I Don’t Have Time – excerpt from “If I Had a Parenting Do-Over”

I Don't Have Time

 
Excerpt from If I Had a Parenting Do-Over by Jonathan McKee

I can hear it now. “But Jonathan, I can’t just drop everything! I work. I have a life.” Or the inevitable. . .“I don’t have time.”

Some of us let our jobs get in the way. We work long hours, and when we’re home, we might be physically present, but we’re still technically at work on our phone and our laptop. I’ve heard parents share this struggle for years. “Gotta earn that extra paycheck to pay for football camp and gymnastics.”

Guess what your kids need more than football camp and gymnastics?

They need you!

Consider this. I have never—and I mean ever—met an empty nester who told me, “I spent more than enough time with my kids!”

In fact, the typical 20/20 look-back is: “I wish I would have spent a little more time with Michael.” “I could have paid more attention to Taylor.” Say yes to any opportunity to connect with your kid.

Does this mean we need to drop everything every time our toddler wants us to play Legos? No. If we said yes to toddlers every time, we’d never get anything done. But by the time your kids are tweens or teens, I’d go out on a limb and say if they want to hang out with you, “Say yes every time.” I could even say it another way: “Say yes a minimum of once a day to any opportunity to hang out with your kid.” The fact is, 99 percent of teenagers won’t ask to hang out more than once a week, much less once a day. So if they do, slide everything aside to make hangout time happen.

I probably didn’t realize this until my oldest was already out of the house and I was watching time slip away with my two high school daughters. It was then that I made a pledge to myself: “I don’t care how big the pile is on my desk—I’m saying yes to any opportunity to hang out.”

These opportunities came in bizarre forms. They weren’t always fun and they weren’t always things I wanted to
do.

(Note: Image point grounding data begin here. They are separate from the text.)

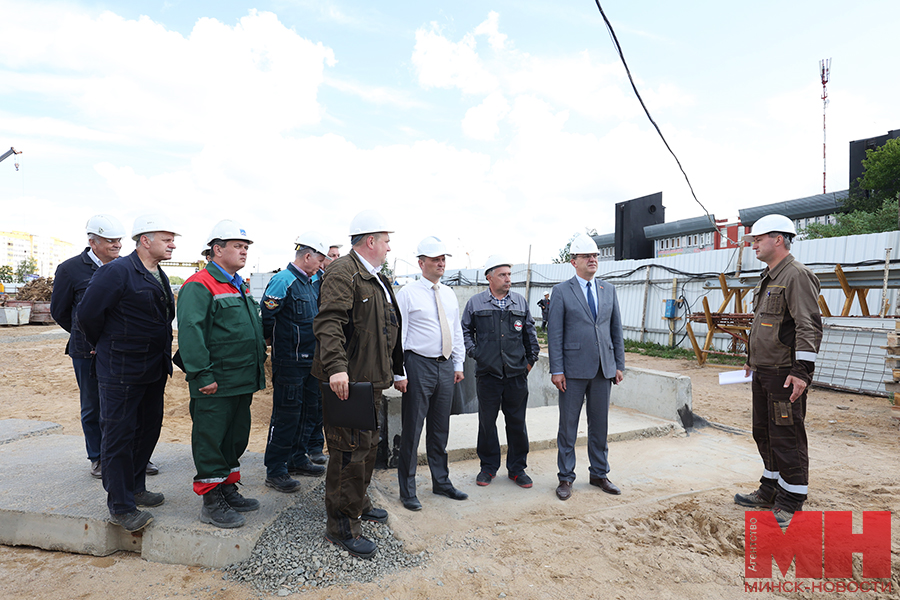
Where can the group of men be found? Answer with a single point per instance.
(344, 323)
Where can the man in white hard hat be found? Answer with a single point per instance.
(221, 344)
(783, 344)
(499, 335)
(126, 315)
(433, 356)
(334, 251)
(105, 234)
(358, 335)
(289, 305)
(587, 356)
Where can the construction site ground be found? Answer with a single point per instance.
(673, 533)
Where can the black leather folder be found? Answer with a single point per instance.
(356, 412)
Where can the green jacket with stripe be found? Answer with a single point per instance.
(220, 335)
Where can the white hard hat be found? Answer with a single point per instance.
(583, 244)
(432, 247)
(228, 230)
(369, 221)
(105, 226)
(313, 240)
(771, 224)
(496, 260)
(150, 223)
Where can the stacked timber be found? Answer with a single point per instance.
(892, 358)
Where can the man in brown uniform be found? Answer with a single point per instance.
(358, 335)
(784, 340)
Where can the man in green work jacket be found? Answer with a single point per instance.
(221, 344)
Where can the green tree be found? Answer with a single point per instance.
(26, 267)
(858, 222)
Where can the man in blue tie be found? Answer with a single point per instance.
(587, 355)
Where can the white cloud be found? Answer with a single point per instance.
(490, 28)
(445, 64)
(136, 78)
(482, 122)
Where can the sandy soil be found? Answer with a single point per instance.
(644, 544)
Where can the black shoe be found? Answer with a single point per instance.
(484, 478)
(753, 500)
(318, 458)
(522, 480)
(411, 503)
(216, 511)
(375, 515)
(283, 483)
(150, 499)
(358, 546)
(235, 500)
(452, 493)
(133, 521)
(309, 470)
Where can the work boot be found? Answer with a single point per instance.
(216, 510)
(235, 500)
(148, 498)
(753, 500)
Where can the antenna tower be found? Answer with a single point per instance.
(824, 71)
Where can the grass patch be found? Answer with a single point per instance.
(660, 351)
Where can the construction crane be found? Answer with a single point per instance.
(9, 153)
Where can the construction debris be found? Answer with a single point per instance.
(36, 290)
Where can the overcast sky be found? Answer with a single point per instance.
(492, 124)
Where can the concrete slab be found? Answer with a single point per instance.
(49, 500)
(17, 429)
(543, 425)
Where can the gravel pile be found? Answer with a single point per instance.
(293, 555)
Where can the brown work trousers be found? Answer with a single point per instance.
(351, 460)
(780, 435)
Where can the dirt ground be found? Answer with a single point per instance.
(643, 544)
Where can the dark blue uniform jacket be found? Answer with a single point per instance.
(127, 317)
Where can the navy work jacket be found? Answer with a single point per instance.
(72, 278)
(289, 305)
(127, 317)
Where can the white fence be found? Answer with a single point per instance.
(644, 285)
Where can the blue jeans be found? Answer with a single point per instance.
(90, 406)
(295, 429)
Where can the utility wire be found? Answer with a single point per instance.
(612, 35)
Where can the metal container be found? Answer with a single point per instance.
(9, 315)
(40, 313)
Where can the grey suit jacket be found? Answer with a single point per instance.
(579, 345)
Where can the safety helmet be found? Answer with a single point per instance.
(150, 223)
(583, 244)
(771, 224)
(432, 247)
(496, 260)
(369, 221)
(313, 240)
(105, 226)
(227, 230)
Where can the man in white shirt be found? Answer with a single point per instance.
(433, 358)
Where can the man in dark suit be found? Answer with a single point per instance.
(587, 355)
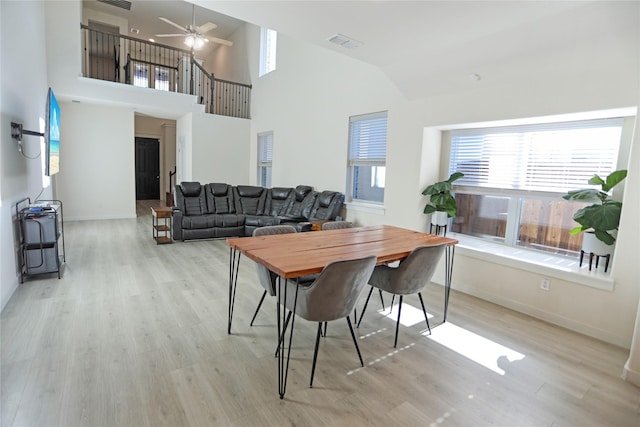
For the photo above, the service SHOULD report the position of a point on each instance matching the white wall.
(97, 168)
(23, 96)
(307, 102)
(219, 149)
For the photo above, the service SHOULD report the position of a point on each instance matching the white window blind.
(368, 139)
(552, 157)
(268, 43)
(265, 158)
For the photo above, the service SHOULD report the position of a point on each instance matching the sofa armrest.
(177, 224)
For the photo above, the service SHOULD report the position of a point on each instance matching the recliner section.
(219, 210)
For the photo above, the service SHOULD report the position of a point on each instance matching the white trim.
(549, 265)
(360, 206)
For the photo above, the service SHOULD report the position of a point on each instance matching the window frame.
(265, 158)
(517, 197)
(375, 161)
(268, 51)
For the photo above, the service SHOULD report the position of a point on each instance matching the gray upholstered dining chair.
(336, 225)
(267, 278)
(332, 296)
(410, 277)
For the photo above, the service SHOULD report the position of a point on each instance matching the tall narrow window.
(265, 157)
(367, 157)
(268, 42)
(514, 179)
(161, 81)
(141, 75)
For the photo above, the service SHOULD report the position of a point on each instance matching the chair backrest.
(336, 225)
(190, 198)
(416, 270)
(334, 294)
(265, 276)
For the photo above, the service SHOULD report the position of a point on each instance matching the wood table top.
(299, 254)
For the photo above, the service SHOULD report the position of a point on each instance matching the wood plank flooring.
(134, 334)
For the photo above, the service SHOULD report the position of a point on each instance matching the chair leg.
(395, 342)
(315, 354)
(424, 311)
(355, 341)
(284, 331)
(365, 306)
(264, 294)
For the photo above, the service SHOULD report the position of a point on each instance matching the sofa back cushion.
(249, 199)
(190, 198)
(278, 200)
(219, 198)
(304, 198)
(327, 205)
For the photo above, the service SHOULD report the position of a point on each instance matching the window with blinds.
(514, 178)
(265, 158)
(367, 157)
(268, 43)
(554, 157)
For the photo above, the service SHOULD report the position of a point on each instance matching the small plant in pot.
(441, 204)
(599, 220)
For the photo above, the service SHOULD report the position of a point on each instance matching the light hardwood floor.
(134, 334)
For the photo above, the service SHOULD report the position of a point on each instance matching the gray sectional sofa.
(218, 210)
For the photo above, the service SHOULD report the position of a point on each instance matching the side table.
(161, 223)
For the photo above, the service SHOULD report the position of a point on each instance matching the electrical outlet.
(544, 284)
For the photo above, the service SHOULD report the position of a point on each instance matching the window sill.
(549, 265)
(372, 208)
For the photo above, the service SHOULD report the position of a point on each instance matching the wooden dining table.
(294, 255)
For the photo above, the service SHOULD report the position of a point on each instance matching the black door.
(147, 169)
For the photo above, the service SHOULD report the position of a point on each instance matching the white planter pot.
(592, 245)
(439, 218)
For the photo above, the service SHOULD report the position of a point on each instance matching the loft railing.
(127, 60)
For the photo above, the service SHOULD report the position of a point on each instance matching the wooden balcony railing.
(127, 60)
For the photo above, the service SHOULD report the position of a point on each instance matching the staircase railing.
(160, 67)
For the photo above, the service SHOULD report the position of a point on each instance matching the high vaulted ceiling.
(433, 47)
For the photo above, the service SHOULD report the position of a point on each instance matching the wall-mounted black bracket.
(17, 131)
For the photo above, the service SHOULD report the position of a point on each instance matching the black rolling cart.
(41, 237)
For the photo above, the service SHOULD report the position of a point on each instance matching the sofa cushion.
(190, 198)
(190, 189)
(327, 205)
(219, 198)
(249, 200)
(278, 200)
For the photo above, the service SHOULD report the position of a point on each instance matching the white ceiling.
(144, 16)
(433, 47)
(428, 47)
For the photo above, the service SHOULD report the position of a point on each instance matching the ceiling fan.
(194, 35)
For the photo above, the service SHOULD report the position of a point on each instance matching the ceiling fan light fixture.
(194, 41)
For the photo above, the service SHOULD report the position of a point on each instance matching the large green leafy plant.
(603, 216)
(440, 197)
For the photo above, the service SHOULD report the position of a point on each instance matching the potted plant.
(441, 204)
(599, 220)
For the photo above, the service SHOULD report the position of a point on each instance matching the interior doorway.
(147, 168)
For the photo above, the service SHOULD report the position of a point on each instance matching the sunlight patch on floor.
(474, 347)
(409, 315)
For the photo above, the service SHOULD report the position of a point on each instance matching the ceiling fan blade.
(221, 41)
(172, 23)
(206, 27)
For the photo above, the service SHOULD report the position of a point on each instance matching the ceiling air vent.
(344, 41)
(122, 4)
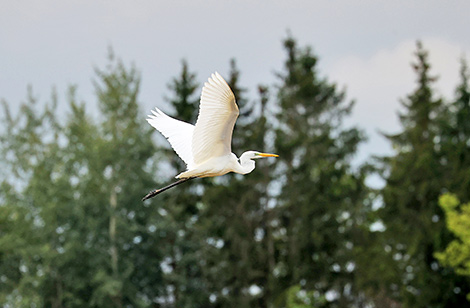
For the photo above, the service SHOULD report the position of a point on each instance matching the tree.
(457, 253)
(455, 136)
(321, 197)
(72, 195)
(413, 220)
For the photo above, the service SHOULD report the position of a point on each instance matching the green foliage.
(414, 222)
(457, 253)
(321, 197)
(295, 233)
(70, 200)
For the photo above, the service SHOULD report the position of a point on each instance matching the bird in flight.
(206, 146)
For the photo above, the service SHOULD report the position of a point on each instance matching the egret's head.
(256, 155)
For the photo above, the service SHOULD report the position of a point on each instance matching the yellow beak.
(268, 155)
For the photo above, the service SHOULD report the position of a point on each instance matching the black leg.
(158, 191)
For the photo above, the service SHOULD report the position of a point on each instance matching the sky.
(364, 46)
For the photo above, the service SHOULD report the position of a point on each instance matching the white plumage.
(206, 147)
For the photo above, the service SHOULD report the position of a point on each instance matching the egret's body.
(206, 146)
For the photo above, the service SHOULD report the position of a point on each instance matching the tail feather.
(160, 190)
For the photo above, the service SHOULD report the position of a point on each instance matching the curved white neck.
(246, 165)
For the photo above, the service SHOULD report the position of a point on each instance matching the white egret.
(206, 146)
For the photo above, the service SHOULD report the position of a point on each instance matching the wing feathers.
(218, 112)
(178, 133)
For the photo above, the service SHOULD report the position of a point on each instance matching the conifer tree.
(76, 185)
(414, 180)
(320, 198)
(455, 136)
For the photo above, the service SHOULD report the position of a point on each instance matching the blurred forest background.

Sometimes it was my daughter Alyssa coming in and sighing, “Dad, want to go to the DMV with me? I have to renew my license.”

“Woo-hoo! The DMV!” (Does the movie Zootopia come to mind?) She wasn’t even that excited to hang out with me; she just didn’t want to go to the stinking DMV by herself. I snagged the opportunity. In fact, I even asked, “Do you wanna grab a Jamba on the way home?” and extended our time together.

You have time. Make time. Even if it turns out to be a drag.That’s the thing about quality time. It takes quantity time.

We can’t choose quality-time moments. They just happen. It takes painfully boring DMV trips, family dinners that sometimes seem like a waste of time and effort, drives to school together, time spent tucking our kid into bed every night—it takes connecting time and time again to achieve those quality-time moments.

If your kids are going through adolescence, then these moments of connection are even more vital. Not just because our interactions with them are fewer and farther between, but because research actually reveals that quantity time pays off with adolescents more than with any other age.

I’m referring to a fascinating new study out of the Journal of Marriage and Family that argues mere quantity time is not enough. Yes, you read that correctly. It doesn’t pay off just to clock in hours hanging out with our kids.
So what can we take away from this new report? I think this report brings to light several realities I’ve witnessed firsthand:

1. Mere proximity doesn’t produce quality time. If we bring our kids to the grocery store with us, ignoring them the entire time, talking on our phones, occasionally barking at them, “Put that down!”. . .we aren’t clocking healthy bonding time. Bonding necessitates dialogue. So if you’re going to drag your kids on errands with you, make it fun. Interact with them. Ask them their favorite meal and have them help you shop for it. Do more listening than talking. Make them feel noticed and heard. (We’ll explore how to do all this later in the book.)

2. Adolescents have different needs than younger kids. Just when our teens—and even tweens—begin pushing us away, they need us the most. No, that doesn’t mean we need to smother them or put them on a leash. It simply means parents need to be especially proactive about looking for opportunities to bond with their teens. Healthy parenting requires healthy investments of both bonding and boundaries. Are you investing in both? Which bank is getting more deposits this month?

3. Don’t use quality time as an excuse to avoid quantity time. If your kids are like mine, you’ll experience just one or two quality-time moments for every dozen times you hang out with your kids. Quality time usually necessitates quantity time. Parents need to clock quantity hours having fun with their kids, talking, laughing. . .listening! You never know when quality-time moments will materialize.

Spending time with our kids creates an interesting dynamic. On one hand, we really need to be proactive about doing it, because our tendency as humans is to get caught up in our own world. On the other hand, spending time with our kids should never be just a check mark in a box. I clocked in three hours today. In fact, our time investment should be without expectation of what that time will look like, not just seeking the “quality” but really showing our kids that they are worthy of our time. Period.

What can you do this week to truly connect with your child?

–excerpt from I Had a Parenting Do-Over by Jonathan McKee. Barbour Publishing, Inc.